Researchers show deepfakes can beat face biometric web services, propose defense strategy
Commonly used methods for generating deepfakes can result in images that regularly defeat face biometric algorithms, according to a new report by researchers at Sungkyunkwan University Suwon in South Korea.
The three researchers’ paper, ‘Am I a Real or Fake Celebrity?’, pits deepfake impersonation attacks against commercial facial recognition web services for identifying celebrities from Microsoft, Amazon and Naver. Researchers Shahroz Tariq, Sowon Jeon and Simon S. Woo state that the attacks can easily be generalized to non-celebrities.
They attempted targeted attacks, intending to trick the algorithm into misidentifying the submission as a particular celebrity, and non-targeted attacks, to trick the algorithm into mistakenly identifying the image as any celebrity, the latter of which were consistently successful.
When making mistakes, the biometric algorithms returned high confidence scores, in some cases higher than the real image, which the study authors attribute to the deepfakes retaining key identity data.

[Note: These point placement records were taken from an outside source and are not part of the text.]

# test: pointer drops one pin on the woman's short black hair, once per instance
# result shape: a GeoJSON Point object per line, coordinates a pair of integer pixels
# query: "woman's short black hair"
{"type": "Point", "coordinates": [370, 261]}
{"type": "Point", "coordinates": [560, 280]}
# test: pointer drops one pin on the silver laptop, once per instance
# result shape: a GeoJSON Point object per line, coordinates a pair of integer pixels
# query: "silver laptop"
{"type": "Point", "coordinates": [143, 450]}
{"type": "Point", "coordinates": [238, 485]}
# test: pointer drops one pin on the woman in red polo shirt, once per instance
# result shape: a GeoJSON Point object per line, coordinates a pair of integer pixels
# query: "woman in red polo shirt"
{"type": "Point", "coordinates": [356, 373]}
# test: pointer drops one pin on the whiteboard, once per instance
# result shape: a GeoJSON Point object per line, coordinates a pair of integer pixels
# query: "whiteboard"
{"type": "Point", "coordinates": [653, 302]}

Three publicly available datasets and two custom ones created by the researchers were used to create a total of 8,119 deepfakes and extracted faces from the frames to submit to the web APIs.

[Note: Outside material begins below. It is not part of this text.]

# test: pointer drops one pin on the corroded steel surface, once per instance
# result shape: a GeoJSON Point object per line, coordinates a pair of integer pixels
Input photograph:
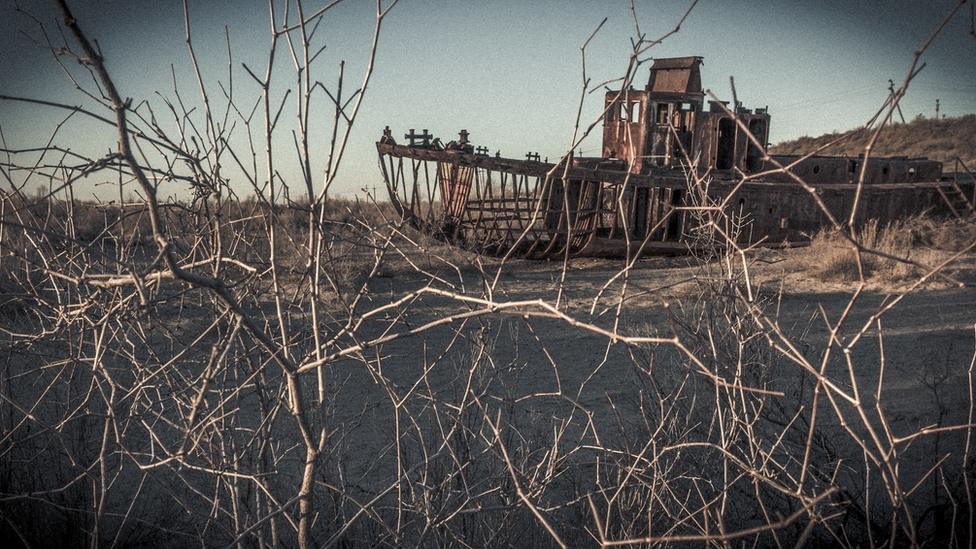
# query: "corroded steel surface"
{"type": "Point", "coordinates": [636, 198]}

They found that some methods of attack are more successful than others, and each biometric matching system responds differently to deepfakes.
With images taken from the VoxCelebTH dataset, Microsoft’s Azure Cognitive Services API identified 78 percent of deepfakes the researchers submitted to it as the targeted celebrity, while Amazon mismatched 68.7 percent of submitted images. Overall attack success rates across the five datasets used in the test were 28 percent for Amazon, 33.1 percent for Microsoft, and 4.7 percent for Naver, but fell to less than 4 percent, 5 percent, and 1 percent respectively when the researchers employed a proposed defense method. The researchers declared “no clear winner among the three APIs” in terms of resistance to deepfake impersonation.
The researchers proposed method of defense against the deepfake impersonation attacks applies off-the-shelf deepfake detectors to the biometric API. They plan to build a REST API to screen incoming requests to the celebrity facial recognition APIs.
“The proposed defense method can provide excellent results. And, to some extent, it can be an effective defense mechanism,” the researchers write. “However, these off-the-shelf models may not be optimal against each DI attack, and false positives can play avital role in increasing the attack’s success rate. In addition, due to the rise of new deepfakes, existing detection models are not guaranteed to work well against them. Therefore, a more generic and effective defense method against different types of existing and new DI attacks is urgently required. And more research is needed in that direction, exploring transfer learning, domain adaptation, and meta transfer learning to better cope with new DI attacks.”
A paper presented earlier this year showed a troubling new deepfake method capable of defeating deepfake detectors.